OBJECTIVES: We aimed to build a survival system by combining a highly-accurate machine learning (ML) model with explainable artificial intelligence (AI) techniques to predict distant metastasis in locoregionally advanced nasopharyngeal carcinoma (NPC) patients using magnetic resonance imaging (MRI)-based tumor burden features. MATERIALS AND METHODS: 1643 patients from three hospitals were enrolled according to set criteria. We employed ML to develop a survival model based on tumor burden signatures and all clinical factors. Shapley Additive exPlanations (SHAP) was utilized to explain prediction results and interpret the complex non-linear relationship among features and distant metastasis. We also constructed other models based on routinely used cancer stages, Epstein-Barr virus (EBV) DNA, or other clinical features for comparison. Concordance index (C-index), receiver operating curve (ROC) analysis and decision curve analysis (DCA) were executed to assess the effectiveness of the models. RESULTS: Our proposed system consistently demonstrated promising performance across independent cohorts.
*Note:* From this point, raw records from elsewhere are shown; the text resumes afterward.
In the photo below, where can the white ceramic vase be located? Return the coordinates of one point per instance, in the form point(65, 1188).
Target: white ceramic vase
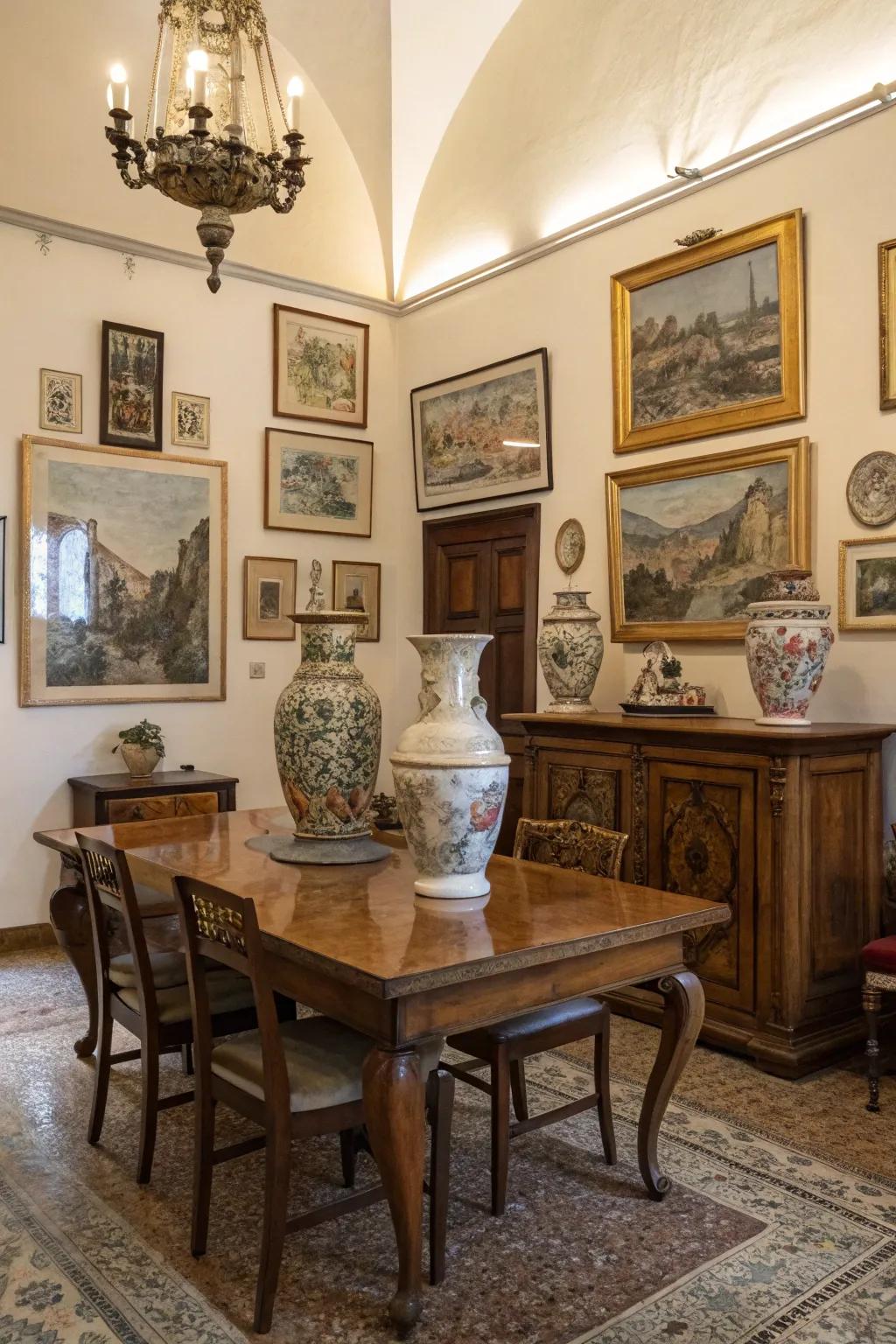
point(571, 652)
point(788, 639)
point(451, 772)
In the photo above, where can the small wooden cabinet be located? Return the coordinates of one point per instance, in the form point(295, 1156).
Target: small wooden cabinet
point(112, 799)
point(782, 824)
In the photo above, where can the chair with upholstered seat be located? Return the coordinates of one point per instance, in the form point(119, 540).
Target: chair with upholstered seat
point(506, 1045)
point(294, 1081)
point(878, 962)
point(147, 993)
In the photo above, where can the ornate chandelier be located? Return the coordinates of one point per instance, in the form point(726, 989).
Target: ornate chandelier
point(220, 173)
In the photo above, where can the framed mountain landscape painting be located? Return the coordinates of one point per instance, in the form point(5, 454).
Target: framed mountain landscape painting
point(482, 434)
point(710, 339)
point(124, 576)
point(318, 483)
point(692, 542)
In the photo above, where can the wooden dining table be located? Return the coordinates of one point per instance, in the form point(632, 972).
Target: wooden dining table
point(356, 944)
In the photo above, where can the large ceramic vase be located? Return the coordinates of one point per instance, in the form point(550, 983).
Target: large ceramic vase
point(451, 772)
point(788, 639)
point(326, 732)
point(570, 652)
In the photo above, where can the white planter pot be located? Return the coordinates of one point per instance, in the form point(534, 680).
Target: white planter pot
point(451, 772)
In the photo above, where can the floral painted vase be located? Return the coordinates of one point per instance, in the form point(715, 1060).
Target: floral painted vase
point(570, 652)
point(788, 639)
point(326, 732)
point(451, 772)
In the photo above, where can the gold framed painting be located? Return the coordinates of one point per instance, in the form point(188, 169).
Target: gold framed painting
point(124, 576)
point(692, 542)
point(318, 483)
point(269, 597)
point(866, 591)
point(710, 339)
point(320, 368)
point(356, 588)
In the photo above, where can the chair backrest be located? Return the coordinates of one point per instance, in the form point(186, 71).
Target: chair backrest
point(571, 844)
point(222, 928)
point(110, 887)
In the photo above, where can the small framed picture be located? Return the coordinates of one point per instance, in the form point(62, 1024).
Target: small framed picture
point(868, 584)
point(356, 588)
point(316, 483)
point(60, 401)
point(269, 598)
point(190, 421)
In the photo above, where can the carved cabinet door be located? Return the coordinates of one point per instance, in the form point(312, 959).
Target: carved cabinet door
point(702, 842)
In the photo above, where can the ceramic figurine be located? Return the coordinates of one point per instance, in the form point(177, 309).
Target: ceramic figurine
point(326, 729)
point(570, 652)
point(451, 772)
point(788, 639)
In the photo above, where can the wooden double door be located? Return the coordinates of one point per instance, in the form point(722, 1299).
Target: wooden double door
point(481, 574)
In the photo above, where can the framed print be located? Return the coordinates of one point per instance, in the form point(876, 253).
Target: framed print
point(130, 386)
point(269, 597)
point(60, 401)
point(124, 576)
point(866, 598)
point(356, 588)
point(320, 368)
point(482, 434)
point(692, 542)
point(190, 421)
point(316, 483)
point(710, 339)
The concordance indexes were 0.773, 0.766 and 0.760 in the training, internal validation and external validation sets. SHAP provided personalized protective and risk factors for each NPC patient and uncovered some novel non-linear relationships between features and distant metastasis. Furthermore, high-risk patients who received induction chemotherapy (ICT) and concurrent chemoradiotherapy (CCRT) had better 5-year distant metastasis-free survival (DMFS) than those who only received CCRT, whereas ICT + CCRT and CCRT had similar DMFS in low-risk patients. CONCLUSIONS: The interpretable machine learning system demonstrated superior performance in predicting metastasis in locoregionally advanced NPC. High-risk patients might benefit from ICT.